# MMAF Graphics Competiton (1) Voting



## K R Y (Nov 19, 2007)

MC's laptop has died so he's asked me to puit the voting thread up! Good luck everybody!

Prizes:

Winner: *75,000 credits*
Gets a spot in the Graphics Champion list.

Second place: *20,000 credits*

Here are the entries...

*KryOnicle










Killstarz










hkado















*


----------



## Composure (Jun 24, 2008)

Kry gmv.

Depth is nice and good effects to bring out the focal point.


----------



## Budhisten (Apr 11, 2010)

Going with hkado - but great work from all involved


----------



## NikosCC (May 16, 2007)

All good work everyone but had to go wit my buddy Kry on this one..


----------



## Danm2501 (Jun 22, 2009)

The edited version of Killstarz' piece looks eerily like Alastair Cook. Ultimately have to go with Kry though, superb piece.


----------



## Rauno (Nov 20, 2009)

Going with Kry here, it's fantastic.


----------



## M.C (Jul 5, 2008)

Nice competition guys!

Thanks to Kry for putting up the voting. I couldn't get on for a few reasons.

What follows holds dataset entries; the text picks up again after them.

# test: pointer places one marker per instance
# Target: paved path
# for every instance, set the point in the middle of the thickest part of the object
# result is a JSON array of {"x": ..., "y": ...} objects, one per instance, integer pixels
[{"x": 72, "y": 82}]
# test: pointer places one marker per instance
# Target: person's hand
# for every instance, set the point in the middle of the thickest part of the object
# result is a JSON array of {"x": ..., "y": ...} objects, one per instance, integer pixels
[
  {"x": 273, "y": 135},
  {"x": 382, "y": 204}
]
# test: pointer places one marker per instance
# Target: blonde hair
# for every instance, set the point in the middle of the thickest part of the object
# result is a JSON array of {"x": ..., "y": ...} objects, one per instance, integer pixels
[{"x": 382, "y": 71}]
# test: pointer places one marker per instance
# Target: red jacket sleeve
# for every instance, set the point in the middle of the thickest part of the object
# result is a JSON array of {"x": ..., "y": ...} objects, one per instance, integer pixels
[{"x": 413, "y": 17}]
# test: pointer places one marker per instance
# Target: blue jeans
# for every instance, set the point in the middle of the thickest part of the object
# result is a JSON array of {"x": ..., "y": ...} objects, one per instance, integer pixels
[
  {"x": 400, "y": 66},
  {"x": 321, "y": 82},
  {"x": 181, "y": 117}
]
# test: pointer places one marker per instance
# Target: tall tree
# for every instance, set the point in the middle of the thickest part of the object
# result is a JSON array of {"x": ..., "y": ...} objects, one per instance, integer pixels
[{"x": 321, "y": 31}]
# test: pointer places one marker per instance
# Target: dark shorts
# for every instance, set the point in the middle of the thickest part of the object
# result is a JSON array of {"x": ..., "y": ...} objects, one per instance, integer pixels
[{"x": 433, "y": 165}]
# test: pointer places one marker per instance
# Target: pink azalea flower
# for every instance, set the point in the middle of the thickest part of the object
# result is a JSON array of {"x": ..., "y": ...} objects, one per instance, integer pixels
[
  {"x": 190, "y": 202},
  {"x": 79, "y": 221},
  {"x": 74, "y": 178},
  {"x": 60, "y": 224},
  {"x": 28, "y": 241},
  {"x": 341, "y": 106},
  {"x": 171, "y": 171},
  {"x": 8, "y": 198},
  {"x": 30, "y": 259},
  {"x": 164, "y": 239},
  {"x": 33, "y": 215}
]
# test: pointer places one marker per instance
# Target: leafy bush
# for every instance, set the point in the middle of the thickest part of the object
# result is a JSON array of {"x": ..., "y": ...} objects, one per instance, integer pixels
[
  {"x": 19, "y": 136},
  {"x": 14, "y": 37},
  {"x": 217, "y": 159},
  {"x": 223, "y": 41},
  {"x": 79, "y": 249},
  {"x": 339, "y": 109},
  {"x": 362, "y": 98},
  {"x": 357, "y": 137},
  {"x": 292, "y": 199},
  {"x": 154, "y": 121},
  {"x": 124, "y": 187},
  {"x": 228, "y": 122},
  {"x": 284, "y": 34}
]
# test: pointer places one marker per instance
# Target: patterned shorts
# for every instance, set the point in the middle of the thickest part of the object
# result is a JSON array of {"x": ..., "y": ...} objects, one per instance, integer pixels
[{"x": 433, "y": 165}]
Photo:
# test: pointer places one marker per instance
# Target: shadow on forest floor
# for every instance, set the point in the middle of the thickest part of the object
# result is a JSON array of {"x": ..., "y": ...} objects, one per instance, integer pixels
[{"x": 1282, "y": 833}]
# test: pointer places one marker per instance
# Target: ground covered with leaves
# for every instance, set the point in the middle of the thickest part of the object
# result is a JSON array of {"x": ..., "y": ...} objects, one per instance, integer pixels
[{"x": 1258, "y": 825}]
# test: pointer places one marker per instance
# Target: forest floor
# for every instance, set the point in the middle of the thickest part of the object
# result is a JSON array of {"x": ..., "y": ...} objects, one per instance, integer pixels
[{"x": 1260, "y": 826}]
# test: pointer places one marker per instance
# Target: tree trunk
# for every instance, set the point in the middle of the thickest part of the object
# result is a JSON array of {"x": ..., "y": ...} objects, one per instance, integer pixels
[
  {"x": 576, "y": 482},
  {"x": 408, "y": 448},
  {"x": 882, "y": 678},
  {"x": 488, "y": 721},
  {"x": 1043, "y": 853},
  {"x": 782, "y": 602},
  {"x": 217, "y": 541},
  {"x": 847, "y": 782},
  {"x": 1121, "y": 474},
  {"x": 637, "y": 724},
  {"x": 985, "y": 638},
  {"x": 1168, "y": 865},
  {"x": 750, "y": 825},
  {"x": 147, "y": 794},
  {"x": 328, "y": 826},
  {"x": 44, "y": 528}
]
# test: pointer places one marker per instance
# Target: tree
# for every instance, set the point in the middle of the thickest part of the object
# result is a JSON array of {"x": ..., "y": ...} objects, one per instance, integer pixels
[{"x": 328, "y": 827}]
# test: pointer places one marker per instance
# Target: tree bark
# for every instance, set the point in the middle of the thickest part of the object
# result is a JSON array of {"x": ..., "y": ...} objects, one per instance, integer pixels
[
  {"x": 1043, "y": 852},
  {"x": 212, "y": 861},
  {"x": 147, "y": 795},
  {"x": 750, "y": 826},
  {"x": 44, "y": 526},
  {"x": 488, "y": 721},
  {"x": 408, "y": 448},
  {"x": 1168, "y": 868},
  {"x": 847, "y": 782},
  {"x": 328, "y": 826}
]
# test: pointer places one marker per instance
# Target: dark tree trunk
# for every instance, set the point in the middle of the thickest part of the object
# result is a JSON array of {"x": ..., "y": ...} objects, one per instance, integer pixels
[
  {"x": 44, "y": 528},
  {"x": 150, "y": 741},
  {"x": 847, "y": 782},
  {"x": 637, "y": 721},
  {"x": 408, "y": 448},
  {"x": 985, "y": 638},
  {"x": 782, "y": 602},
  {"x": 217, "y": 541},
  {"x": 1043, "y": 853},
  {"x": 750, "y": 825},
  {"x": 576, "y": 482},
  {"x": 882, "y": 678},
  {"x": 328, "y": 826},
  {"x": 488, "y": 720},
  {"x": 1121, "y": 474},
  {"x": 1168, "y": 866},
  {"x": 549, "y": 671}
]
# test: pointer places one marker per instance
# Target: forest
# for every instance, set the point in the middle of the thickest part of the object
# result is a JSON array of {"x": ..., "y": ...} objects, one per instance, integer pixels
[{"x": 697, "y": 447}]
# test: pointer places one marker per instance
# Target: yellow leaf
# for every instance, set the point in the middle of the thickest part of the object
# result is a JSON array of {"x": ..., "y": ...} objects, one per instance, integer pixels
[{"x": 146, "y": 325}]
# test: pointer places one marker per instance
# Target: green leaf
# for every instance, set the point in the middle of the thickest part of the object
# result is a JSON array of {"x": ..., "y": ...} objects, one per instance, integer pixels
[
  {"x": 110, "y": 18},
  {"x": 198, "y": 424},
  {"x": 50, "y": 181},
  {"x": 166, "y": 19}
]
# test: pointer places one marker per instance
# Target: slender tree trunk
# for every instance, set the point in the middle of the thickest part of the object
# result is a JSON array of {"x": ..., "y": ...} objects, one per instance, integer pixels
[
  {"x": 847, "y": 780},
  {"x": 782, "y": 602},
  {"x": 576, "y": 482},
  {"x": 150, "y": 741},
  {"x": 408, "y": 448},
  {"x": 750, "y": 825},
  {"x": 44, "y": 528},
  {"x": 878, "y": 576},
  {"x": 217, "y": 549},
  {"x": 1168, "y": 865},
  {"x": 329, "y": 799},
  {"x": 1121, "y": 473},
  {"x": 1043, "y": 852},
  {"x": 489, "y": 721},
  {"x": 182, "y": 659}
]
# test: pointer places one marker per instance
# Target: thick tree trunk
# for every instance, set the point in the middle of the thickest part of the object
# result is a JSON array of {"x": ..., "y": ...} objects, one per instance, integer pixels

So, I'm going to call it since it's been like 5 days of voting.

Kry wins!

Everyone did a great job, though.


----------



## K R Y (Nov 19, 2007)

Thanks MC, and everyone that voted. Great pieces, I really thought Killstarz would of got way more votes though.


----------



## Killz (Oct 5, 2009)

KryOnicle said:


> Thanks MC, and everyone that voted. Great pieces, I really thought Killstarz would of got way more votes though.


HAHA, me too...oh well...back to the drawing board


----------